Can Morsi bite the bullet?
Egypt’s worsening economic and social situation might have fueled the fire of the 2011 revolution, but two years later most of the same problems persist. The blame is usually laid at the door of former president Hosni Mubarak or the Supreme Council of the Armed Forces, which took power after Mubarak stepped down in February 2011. Egypt transitioned to civilian rule when the first Muslim Brotherhood president in Egyptian history, Mohamed Morsi, took up his post in July 2012, but the problems he inherited remain unresolved.
Egypt’s new president appointed Prime Minister Hisham Qandil, who pledged to form a technocratic, rather than “bearded,” government to tackle Egypt’s huge economic and social problems. They indeed have a massive (if not impossible) task on their hands, with problems including a gaping budget deficit, rampant poverty, appalling health and education systems, and never-ending strikes over labor issues.
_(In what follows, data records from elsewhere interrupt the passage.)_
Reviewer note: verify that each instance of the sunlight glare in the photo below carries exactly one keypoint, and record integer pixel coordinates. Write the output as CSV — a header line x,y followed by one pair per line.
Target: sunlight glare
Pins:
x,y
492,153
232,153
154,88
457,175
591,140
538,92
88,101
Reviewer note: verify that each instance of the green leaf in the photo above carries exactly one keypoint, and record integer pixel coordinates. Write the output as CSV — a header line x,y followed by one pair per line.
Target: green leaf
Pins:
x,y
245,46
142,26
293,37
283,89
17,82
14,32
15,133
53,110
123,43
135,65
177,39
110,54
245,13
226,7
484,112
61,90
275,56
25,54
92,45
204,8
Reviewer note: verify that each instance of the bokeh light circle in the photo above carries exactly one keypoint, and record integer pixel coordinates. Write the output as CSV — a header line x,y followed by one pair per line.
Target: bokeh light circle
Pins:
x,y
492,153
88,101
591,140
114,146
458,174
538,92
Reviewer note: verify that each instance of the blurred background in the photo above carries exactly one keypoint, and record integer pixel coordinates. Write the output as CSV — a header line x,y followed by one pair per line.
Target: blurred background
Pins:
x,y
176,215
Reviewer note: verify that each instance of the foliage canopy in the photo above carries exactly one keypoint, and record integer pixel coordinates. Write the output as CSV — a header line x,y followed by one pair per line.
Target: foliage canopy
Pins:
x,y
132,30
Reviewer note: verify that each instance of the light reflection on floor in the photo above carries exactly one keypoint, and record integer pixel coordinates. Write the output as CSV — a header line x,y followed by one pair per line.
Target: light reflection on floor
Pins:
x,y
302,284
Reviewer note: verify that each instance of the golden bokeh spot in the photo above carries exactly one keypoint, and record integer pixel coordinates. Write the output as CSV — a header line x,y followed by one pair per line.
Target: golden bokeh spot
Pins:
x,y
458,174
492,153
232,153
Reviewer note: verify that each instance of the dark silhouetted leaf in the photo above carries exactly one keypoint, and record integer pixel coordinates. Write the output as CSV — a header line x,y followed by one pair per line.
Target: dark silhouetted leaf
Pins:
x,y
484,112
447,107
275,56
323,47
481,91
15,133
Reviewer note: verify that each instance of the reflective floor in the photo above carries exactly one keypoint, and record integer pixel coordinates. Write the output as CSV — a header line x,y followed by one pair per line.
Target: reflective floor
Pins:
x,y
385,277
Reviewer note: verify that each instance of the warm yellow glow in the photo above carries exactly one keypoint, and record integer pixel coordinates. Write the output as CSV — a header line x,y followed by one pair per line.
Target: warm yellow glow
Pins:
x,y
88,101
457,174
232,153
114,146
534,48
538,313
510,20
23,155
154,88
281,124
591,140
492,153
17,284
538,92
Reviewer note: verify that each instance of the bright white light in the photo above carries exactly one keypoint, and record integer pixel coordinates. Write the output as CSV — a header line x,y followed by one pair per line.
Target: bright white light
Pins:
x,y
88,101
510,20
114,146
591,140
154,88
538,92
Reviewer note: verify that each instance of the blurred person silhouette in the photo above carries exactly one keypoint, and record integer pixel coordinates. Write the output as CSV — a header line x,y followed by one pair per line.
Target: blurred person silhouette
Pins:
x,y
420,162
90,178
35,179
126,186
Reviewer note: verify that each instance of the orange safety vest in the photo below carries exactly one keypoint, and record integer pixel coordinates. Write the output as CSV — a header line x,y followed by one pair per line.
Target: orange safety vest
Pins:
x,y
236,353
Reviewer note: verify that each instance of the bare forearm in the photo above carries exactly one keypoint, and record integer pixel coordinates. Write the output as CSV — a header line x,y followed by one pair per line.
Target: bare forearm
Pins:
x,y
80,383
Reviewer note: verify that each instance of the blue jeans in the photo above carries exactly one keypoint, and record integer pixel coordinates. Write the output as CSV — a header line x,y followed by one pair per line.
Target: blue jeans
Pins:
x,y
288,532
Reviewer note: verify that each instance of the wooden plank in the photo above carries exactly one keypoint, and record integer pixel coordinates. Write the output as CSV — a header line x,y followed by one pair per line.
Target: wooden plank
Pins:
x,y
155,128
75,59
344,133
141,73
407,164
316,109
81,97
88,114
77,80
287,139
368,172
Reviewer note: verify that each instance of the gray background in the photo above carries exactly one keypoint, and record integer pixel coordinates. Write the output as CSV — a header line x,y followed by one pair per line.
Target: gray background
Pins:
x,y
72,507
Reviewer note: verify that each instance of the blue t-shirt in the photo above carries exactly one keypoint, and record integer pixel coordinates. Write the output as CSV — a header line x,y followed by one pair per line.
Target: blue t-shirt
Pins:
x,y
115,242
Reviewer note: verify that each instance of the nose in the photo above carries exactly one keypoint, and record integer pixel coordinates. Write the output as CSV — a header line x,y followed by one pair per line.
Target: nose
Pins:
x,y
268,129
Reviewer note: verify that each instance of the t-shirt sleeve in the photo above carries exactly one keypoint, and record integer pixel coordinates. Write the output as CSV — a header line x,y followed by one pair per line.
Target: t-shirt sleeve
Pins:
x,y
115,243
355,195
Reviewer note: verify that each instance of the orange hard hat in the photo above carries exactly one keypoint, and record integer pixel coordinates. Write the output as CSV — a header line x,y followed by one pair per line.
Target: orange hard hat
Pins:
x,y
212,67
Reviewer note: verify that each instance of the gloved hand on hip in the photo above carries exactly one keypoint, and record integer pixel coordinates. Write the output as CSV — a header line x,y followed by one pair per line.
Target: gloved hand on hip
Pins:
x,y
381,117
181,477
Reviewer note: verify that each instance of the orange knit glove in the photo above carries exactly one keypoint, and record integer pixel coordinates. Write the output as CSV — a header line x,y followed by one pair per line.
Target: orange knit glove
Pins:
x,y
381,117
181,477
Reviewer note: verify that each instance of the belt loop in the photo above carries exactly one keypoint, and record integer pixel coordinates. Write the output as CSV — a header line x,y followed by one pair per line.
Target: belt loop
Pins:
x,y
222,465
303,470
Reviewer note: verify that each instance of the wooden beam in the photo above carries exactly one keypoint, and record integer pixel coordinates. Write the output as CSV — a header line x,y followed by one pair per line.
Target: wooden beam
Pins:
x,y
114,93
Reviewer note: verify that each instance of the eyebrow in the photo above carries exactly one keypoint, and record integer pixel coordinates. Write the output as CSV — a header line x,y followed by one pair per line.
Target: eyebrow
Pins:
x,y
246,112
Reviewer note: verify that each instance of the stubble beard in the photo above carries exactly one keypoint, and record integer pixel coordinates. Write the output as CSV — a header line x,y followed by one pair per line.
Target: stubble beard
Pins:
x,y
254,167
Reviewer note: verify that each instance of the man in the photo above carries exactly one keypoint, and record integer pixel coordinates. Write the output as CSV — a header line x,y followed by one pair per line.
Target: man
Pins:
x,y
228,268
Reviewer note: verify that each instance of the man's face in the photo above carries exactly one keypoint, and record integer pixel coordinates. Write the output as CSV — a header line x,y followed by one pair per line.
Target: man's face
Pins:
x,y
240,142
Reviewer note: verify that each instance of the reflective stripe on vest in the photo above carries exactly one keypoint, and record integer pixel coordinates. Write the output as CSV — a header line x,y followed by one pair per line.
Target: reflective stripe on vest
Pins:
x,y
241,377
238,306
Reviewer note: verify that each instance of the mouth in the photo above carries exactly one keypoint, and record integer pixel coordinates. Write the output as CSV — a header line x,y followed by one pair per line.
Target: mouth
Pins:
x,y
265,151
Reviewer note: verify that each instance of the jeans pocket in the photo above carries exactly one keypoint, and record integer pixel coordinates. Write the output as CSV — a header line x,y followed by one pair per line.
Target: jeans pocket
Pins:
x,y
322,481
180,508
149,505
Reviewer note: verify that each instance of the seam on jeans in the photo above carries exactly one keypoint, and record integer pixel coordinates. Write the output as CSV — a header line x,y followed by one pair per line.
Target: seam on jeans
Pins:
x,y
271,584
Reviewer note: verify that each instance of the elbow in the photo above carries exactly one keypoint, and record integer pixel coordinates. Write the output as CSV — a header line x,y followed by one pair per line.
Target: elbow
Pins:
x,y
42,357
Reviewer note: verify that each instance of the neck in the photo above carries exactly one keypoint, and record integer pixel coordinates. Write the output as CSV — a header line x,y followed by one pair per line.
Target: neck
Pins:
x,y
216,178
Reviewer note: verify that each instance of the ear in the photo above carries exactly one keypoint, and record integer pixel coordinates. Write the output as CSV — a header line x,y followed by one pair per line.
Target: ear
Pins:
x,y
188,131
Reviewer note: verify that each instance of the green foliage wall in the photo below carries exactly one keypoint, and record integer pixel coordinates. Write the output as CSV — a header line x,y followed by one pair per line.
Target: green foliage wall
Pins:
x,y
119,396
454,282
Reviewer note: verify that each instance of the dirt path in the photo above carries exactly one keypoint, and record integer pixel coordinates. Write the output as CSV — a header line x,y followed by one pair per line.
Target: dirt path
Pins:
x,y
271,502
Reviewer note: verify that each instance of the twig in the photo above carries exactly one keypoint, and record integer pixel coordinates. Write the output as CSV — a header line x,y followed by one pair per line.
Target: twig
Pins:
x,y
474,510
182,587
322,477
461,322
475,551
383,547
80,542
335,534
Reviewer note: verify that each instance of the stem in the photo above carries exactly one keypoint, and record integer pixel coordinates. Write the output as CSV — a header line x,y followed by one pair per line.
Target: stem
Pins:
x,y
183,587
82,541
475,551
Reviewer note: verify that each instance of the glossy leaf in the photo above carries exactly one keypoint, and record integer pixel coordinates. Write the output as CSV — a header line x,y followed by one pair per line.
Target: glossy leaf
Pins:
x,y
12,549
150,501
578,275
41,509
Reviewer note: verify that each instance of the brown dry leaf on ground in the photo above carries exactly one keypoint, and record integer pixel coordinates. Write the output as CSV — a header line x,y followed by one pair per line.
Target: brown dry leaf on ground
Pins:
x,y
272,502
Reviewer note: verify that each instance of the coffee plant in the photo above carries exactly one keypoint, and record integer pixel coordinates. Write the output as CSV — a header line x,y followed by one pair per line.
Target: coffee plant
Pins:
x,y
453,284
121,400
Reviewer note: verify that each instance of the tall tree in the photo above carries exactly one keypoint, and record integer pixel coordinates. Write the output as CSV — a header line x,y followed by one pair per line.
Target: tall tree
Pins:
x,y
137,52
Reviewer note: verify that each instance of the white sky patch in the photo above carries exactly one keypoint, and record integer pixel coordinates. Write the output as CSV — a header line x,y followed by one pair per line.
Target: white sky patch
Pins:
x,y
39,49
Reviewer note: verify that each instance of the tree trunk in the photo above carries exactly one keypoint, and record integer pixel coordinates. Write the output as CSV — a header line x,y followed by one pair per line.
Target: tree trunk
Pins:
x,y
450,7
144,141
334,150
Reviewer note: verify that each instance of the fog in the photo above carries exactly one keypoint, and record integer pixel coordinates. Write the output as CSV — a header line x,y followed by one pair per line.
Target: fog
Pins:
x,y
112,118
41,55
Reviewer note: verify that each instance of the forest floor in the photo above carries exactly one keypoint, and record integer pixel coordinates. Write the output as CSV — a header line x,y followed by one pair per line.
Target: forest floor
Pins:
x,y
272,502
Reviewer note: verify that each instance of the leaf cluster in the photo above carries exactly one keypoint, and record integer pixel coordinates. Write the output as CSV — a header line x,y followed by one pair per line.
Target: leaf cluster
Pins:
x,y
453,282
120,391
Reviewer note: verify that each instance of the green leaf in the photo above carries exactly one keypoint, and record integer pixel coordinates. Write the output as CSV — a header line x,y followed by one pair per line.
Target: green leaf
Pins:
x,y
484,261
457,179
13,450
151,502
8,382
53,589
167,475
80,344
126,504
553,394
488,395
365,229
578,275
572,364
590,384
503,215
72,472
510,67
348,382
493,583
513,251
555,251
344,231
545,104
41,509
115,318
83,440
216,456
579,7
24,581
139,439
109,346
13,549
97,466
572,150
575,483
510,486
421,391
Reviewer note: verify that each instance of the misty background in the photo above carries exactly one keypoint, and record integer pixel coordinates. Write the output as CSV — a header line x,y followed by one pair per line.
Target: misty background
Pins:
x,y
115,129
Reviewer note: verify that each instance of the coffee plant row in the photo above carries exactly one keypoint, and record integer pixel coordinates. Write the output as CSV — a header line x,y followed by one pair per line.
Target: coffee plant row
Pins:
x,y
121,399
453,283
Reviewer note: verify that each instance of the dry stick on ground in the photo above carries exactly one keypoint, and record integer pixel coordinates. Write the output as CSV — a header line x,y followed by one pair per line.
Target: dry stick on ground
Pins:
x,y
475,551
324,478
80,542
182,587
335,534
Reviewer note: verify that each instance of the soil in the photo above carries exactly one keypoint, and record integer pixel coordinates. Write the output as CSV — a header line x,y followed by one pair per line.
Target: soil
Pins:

Are they up to the job?
Too many promises
Before taking power, Morsi and his government made many big promises. In the annual Egyptian presidential speech commemorating the October War of 1973, President Morsi said he was very satisfied with the progress toward fulfilling the five main promises he made for his first hundred days in power. Nevertheless, they were unlikely to be able to keep those promises, given the dire state of the economy. This bodes ill for their credibility.
The Muslim Brotherhood inherited serious economic issues, which have only become worse in the wake of the revolution due to the lack of trust from investors and the decline in tourism. This includes a gaping budget deficit, amounting to 11 percent of the GDP, a lack of foreign currency reserves, slow growth, and high inflation; urban consumer inflation stood at 6.2 percent during the past year according to state statistics. Tourism used to make up 11 percent of the country’s GDP. Yet with concerns over security, there were 33 percent fewer tourists in 2011 than in 2010, according to the Egyptian Ministry of Tourism. This represents a loss of nearly US$4 billion, leaving US$8.8 billion in revenue from tourism in 2011.